Conservative talk radio hosts are the Eddie Haskells of American politics. They are the penultimate behind-your-back rebel. They'll stir up this ugly stuff among their listeners, and when one of said listeners takes their words to their logical conclusion (violence/terrorism), they will hem and haw and generally STFU while trying to deflect as much blame as possible. They are that bully kid who gets people into dangerous situations, but backs out when they realize what the consequences of their being in the situation are, leaving their followers to take the heat from authorities.
The most dangerous such people )amd they need not be on the radio) are those who pretend to social superiority through class connections, religiosity, and cultural snobbery while fomenting hatred among the masses. They claim to be above it all yet pretend that their well-polished words in public are very different from what they say in less-public places. Erudite, aristocratic, and well-connected, they have their own class privilege to protect, and if they can divert anger from their own exploitation to innocent people toward people that the "rabble" that they pretend to loathe find strange and thus suspicious, they can keep exploiting the people. After all, the "others" might be some rival elite, like Jews.
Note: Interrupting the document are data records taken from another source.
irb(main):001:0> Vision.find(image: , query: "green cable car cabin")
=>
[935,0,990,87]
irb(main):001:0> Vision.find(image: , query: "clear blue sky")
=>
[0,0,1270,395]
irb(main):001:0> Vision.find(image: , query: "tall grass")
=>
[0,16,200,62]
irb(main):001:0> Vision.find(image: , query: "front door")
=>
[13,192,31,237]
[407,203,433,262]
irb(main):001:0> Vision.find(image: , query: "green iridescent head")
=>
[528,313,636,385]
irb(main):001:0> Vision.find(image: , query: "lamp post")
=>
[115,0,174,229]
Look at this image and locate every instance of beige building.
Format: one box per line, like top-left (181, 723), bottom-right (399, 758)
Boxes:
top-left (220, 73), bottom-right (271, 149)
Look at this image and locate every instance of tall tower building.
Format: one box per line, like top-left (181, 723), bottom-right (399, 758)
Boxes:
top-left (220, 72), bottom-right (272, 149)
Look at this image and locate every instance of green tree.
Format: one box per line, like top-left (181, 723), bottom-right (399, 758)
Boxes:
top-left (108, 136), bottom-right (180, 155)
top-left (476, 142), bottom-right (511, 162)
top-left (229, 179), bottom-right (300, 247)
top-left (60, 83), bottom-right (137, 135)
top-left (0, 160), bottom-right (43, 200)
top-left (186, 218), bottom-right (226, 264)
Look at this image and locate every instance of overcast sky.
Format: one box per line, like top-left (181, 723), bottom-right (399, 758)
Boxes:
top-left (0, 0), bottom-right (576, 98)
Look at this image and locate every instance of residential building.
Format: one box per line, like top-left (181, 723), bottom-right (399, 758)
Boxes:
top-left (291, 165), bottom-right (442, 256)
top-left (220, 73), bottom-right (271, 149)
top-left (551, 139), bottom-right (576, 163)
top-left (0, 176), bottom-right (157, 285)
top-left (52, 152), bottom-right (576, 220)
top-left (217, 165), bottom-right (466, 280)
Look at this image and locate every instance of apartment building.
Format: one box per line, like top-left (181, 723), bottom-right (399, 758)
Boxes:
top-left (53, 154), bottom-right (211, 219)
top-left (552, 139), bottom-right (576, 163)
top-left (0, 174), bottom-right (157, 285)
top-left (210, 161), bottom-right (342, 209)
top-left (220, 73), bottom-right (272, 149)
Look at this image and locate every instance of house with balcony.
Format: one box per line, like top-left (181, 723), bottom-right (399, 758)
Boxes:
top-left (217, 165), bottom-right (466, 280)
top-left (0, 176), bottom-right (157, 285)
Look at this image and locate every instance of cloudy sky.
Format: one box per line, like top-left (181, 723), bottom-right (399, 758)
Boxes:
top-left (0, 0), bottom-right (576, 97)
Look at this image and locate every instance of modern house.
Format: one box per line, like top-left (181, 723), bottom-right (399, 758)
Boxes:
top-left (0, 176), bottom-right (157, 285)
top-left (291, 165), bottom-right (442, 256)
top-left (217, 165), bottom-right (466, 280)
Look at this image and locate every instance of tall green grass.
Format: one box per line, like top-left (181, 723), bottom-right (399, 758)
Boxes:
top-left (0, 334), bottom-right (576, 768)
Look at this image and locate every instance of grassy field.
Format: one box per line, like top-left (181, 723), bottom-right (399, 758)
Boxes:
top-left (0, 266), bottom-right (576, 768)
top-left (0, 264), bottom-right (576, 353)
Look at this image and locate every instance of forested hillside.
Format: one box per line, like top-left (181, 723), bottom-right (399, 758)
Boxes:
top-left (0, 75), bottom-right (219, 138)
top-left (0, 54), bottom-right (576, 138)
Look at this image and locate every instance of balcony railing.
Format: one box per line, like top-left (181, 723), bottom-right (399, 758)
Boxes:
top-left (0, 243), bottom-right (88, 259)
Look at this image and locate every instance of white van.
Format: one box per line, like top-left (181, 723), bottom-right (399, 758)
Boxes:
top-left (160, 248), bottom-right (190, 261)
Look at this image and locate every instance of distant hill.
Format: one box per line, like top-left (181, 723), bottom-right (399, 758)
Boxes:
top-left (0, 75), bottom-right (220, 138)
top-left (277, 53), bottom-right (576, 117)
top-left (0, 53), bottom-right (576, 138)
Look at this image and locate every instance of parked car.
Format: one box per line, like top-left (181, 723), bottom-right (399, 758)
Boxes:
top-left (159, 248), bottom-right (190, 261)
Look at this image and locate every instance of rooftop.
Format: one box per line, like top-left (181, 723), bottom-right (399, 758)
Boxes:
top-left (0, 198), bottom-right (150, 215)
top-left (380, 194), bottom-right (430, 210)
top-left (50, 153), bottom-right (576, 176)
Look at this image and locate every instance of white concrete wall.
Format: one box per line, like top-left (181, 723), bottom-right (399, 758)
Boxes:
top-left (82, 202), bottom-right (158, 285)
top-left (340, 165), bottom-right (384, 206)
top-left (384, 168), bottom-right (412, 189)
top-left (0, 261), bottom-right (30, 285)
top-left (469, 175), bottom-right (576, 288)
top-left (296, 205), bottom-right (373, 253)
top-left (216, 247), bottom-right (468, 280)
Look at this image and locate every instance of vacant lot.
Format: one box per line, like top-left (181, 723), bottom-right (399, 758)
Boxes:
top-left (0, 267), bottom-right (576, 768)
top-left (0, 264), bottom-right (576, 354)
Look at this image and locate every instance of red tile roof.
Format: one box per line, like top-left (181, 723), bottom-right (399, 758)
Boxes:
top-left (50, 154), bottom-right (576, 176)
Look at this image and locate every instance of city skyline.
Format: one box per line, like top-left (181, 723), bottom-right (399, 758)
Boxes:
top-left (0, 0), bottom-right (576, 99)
They have secret funds that allow them to be patrons of street violence as if they were members of the Medici family commissioning art. When inquiries about their deeds get closer than they put on airs. They then show their ancient estate, wine cellars, their horses, fine china. and their rare books -- or they show themselves at the symphony, opera, and theater whose current performance they might have sponsored.
"Who, ME? I have too much to lose!" such a person might proclaim while feigning innocence.
Such were the Arrow Cross in Hungary and the Iron Guard in Romania... with some impressive intellectuals and some well-placed aristocrats as leaders. The 1915 Klan was much like that, too, and it could have done much the same had it gotten the chance. These are the ethical equivalent of gangsters who order a mob hit during an intermission of La Traviata.
The greatest evil is not now done in those sordid "dens of crime" (or) even in concentration camps and labour camps. In those we see its final result. But it is conceived and ordered... in clean, carpeted, warmed and well-lighted offices, by (those) who do not need to raise their voices. Hence, naturally enough, my symbol for Hell is something like the bureaucracy of a police state or the office of a thoroughly nasty business concern."